"Of all my novels this bright brute is the gayest."
-- Vladimir Nabokov


...and who would dare disagree with The Man Himself? It's even got Blavdak Vinomori!

Nabokov's writing splits gracefully into a pair of matched halves, hinged at his emigration to the USA in 1940. In the 1920s and 1930s, he lived in Berlin and then Paris, and wrote in Russian. Those novels he (thank God!1) later translated into English with the assistance of his son, Dmitri. From 1940 until, oh, sometime in the 1960s, he lived in the US. He finally settled famously in Montreux, Switzerland. We like to think he was at home there when Deep Purple made the ill-started visit chronicled in "Smoke on the Water".

If he was aware of that song, he never mentioned it. I'd expect no less.

King, Queen, Knave was written in Russian and in Berlin, in 1927 and 1928. The original title was Korol', Dama, Valet. Nabokov's own English translation is copyrighted 1968, an auspicious year.

In the forties and fifties (not counting The Real Life of Sebastian Knight, which I'll excuse as a warm-up exercise), Nabokov could hardly do wrong, but it wasn't always like that. His earlier output is uneven: Some are delightful, some are dull, a couple are just plain lousy. KQK is delightful.

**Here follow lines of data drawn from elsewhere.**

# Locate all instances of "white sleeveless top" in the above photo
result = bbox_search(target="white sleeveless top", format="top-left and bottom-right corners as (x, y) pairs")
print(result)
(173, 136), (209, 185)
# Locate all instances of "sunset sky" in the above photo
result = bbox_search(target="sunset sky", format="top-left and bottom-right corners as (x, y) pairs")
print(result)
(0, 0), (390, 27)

Whether "bright" or gloomy, Nabokov maintained a policy of strict contempt for his major characters (Timofey Pnin and John Shade excepted) and damn near all of the minor ones (not counting Dolly Haze's one-handled husband2). Sometimes he even went for outright loathing. It's a joy to think of Mr. N. standing rigidly upright at his lectern day after day with pencil in hand, sneering down his patrician nose at his index cards as he beat the living daylights out of some imaginary naked wretch who had nobody to blame for his failings but the divine tormentor himself!

There are exactly two sympathetic characters in King, Queen, Knave, and they don't say a word: Blavdak Vinomori and his delightful wife, who arrive on what the author called "visits of inspection"3. All the rest are types of the stolid German bourgeoisie, their poor relations, and assorted "characters" from the Lower Orders (Franz's insane landlord is a treat not to be missed).

The plot concerns the plodding romantic misadventures of a respectable woman who conducts an "intrigue" with her respectable husband's hapless nephew. The lovers conspire to remove the plodding obstacle to their plodding happiness; many events ensue; "justice" of a cruel and aimless variety is served in a seaside resort beset by rain. Never mind the plot. The plot doesn't really matter. The glory of the thing is in the prose and the characters, and above all in the details. Oh, such lovely details!

The moral of the story is this: Don't ever be a character in a Nabokov novel. Read them instead. They're hard to beat.



1Nabokov was an obsessive perfectionist -- he was first and foremost a stylist, remember -- and his translations of his own work amounted to rewrites more often than not. This is why so many of his early novels of the '20s and '30s so magically resemble his mature style of the 1960s. Smoke and mirrors.

2V. N.'s occasional kindness to minor characters reminds us of the opera buffe type of the loveable, gentle shepherd Gomasio and his kindness to cats (sorely missed in these late days).

3Of course, the author didn't make them up, and he'd been obsessively fond of Blavdak Vinomori all his life. "Visits of inspection" is from the author's foreword to his 1968 translation, as is the "bright brute" line.